Megan Killoran just finished her EIGHTH summer at Camp EDMO® Los Altos. Over the years she has held a variety of roles, starting out as a Counselor, moving up to Instructor, then Assistant Director and most recently working four straight years as the site’s fearless Camp Director. Megan has her bachelor’s degree in Elementary and Special Education and works as a Special Education Teacher in San Jose during the year. Though that is more than enough to keep anyone busy, Megan is also spends her evenings working on her masters degree in Curriculum and Instruction with an emphasis in Trauma and Resilience. Read on below to learn more about Megan and her passion for our EDMO world!
Courtney: You have so much going on during the year. What keeps bringing you back to work summers with EDMO?
Megan: It really comes down to the relationships I’ve built throughout the years with staff, campers and families. Working at EDMO the summer after my freshman year of college is what led me down the path of becoming a special education teacher and helped me become the leader and teacher I am. Now, you could call me an EDMO lifer. I love EDMO!

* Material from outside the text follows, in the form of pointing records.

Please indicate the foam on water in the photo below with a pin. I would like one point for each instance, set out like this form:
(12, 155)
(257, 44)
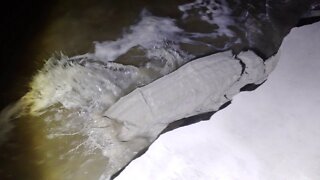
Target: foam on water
(71, 93)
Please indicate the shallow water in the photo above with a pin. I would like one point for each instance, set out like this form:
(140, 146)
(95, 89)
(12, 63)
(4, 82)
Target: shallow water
(154, 38)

Courtney: As a teacher, you see a huge variety of curriculum and programming for kids. How does EDMO’s curriculum stand out compared to curriculum you teach during the school year?

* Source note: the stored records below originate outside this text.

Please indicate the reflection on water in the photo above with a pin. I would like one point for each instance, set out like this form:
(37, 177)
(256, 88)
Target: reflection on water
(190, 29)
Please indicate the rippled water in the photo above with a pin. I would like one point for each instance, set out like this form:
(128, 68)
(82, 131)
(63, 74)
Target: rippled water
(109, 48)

Megan: I’d say the whole hands on experience. With the focus on technology, maker and science kids of all abilities can access it because it is interactive, but they are also still learning key concepts and ideas without having to have the skills necessary to read and write. In schools, science and other areas are mainly taught through reading so not every kid gets the same opportunity to learn. Then add in the fact it has the SEL embedded which is huge. If schools do have SEL curriculum (which is rare) it’s typically a separate curriculum which is hard to fit in with the required time for other “core” subjects.

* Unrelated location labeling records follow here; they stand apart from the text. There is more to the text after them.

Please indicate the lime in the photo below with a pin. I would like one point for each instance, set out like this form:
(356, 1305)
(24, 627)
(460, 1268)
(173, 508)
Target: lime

Courtney: What is your favorite component of our SEL curriculum? What type of school year benefits do you see from this type of programming?
Megan: I love that we have the SEL skills in the enrichment curriculum so the kids are getting it throughout the day. Also, just the entire focus on these skills because it’s what our kids need but it is often overlooked during the school year. They benefit because they are able to learn the skills through experiences like collaborating on their projects and can figure out how to problem solve when real issues arise. But I also love that we dedicate that time specifically towards SEL as well because it allows for them to learn and do it. (If school curriculum had this embedded it would make such a big difference on the behavior we experience as educators.)
Courtney: What is your favorite silly moment from your years at EDMO?
Megan: There are so many! Probably when my staff did surprise pies on my last day this summer, because I LOVE pies!
Huge thanks to Megan Killoran for sharing her valuable time and thoughts!